Product
Introducing License Enforcement in Socket
Ensure open-source compliance with Socket’s License Enforcement Beta. Set up your License Policy and secure your software!
A python library containing automated data validation tools for the Atmos Data Service
A library containing validation checks to be run on hindcast or measurement data to ensure API compliance and standardization.
Atmos is a project to streamline discoverability and data access for weather data sources through APIs. The first step to building a lean and efficient API is converting data to the standard format.
In order to ingest measurement or hindcast data into the Atmos Data Store, each source file needs to pass validation. Validation ensures that the file is compliant with the data conventions specified in Conventions. The standard file formats for source files are NetCDF files for hindcasts and ASCII or NetCDF for measurements.
Measurements by definition contain data for a single geographical location, whereas hindcasts are bigger models containing time series for a multitude of locations in (possibly rotated) grids. A measurement file is therefore expected to contain all of its data in a single file. A hindcast is comprised of a set of NetCDF files - all with the same coordinates, attributes, and variables, - where a single file contains data for a unique time period. Depending on the size of the files, the time separation should be either monthly or yearly. A rule-of-thumb is that if the file size grows more than 4 GB, it should be split into smaller files. See docs or example for how to name hindcast files.

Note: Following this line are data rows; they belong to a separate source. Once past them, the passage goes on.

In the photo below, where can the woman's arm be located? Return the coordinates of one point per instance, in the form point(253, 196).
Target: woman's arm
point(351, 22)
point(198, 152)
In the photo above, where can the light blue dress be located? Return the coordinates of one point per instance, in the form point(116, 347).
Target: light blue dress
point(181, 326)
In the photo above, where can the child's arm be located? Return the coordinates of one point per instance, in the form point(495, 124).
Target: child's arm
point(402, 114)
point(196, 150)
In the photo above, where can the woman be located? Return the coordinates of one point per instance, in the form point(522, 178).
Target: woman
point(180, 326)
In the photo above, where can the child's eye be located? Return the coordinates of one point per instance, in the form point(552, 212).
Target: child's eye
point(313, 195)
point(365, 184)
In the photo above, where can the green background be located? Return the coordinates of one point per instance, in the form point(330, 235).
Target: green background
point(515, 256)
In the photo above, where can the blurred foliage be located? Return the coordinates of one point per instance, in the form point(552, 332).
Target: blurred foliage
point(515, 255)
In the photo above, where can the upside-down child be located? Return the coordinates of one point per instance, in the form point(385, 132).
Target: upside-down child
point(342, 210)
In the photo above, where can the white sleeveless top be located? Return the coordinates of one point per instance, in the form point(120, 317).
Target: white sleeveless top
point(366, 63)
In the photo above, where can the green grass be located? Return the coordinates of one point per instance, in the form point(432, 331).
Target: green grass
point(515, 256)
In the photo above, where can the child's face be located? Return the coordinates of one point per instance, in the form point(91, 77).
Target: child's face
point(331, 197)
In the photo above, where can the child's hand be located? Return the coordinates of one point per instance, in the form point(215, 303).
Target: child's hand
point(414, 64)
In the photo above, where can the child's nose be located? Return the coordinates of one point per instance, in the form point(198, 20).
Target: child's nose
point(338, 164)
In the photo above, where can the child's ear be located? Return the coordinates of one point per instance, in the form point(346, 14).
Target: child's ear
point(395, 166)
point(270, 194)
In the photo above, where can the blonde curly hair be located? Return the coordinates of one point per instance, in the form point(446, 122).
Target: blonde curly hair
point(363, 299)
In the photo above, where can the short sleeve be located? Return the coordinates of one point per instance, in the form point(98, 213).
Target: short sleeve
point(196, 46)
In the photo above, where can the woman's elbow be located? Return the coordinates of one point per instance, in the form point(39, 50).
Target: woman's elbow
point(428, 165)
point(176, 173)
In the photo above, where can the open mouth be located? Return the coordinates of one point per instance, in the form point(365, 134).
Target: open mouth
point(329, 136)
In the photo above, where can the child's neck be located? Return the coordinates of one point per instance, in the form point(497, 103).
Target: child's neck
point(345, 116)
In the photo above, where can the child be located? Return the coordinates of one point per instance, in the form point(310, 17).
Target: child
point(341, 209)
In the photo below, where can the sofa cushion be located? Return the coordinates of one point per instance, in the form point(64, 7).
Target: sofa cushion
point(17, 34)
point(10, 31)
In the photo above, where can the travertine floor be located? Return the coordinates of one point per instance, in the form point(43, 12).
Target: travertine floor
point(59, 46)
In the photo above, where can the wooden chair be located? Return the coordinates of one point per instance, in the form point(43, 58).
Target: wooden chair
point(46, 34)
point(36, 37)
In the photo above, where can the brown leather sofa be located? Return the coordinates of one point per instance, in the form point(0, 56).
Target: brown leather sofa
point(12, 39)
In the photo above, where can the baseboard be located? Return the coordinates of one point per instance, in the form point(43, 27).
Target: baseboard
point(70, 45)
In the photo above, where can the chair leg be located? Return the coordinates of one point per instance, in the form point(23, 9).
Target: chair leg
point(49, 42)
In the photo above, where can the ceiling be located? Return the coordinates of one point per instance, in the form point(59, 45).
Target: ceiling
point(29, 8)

To run validation on NetCDF and ASCII source files, we have built the atmos_validation CLI/library. The documentation below describes these checks, the standard format, and how to run validation using the CLI tool.
We welcome different types of contributions, including code, bug reports, issues, feature requests, and documentation. The preferred method of submitting a contribution is either to make an issue on GitHub or to fork the project on GitHub and make a pull request. In the case of bug reports, please provide a detailed explanation describing how to reproduce before submitting.
If data source is "measurement", then:
General instruction: When information is not available "NA" shall be used in place.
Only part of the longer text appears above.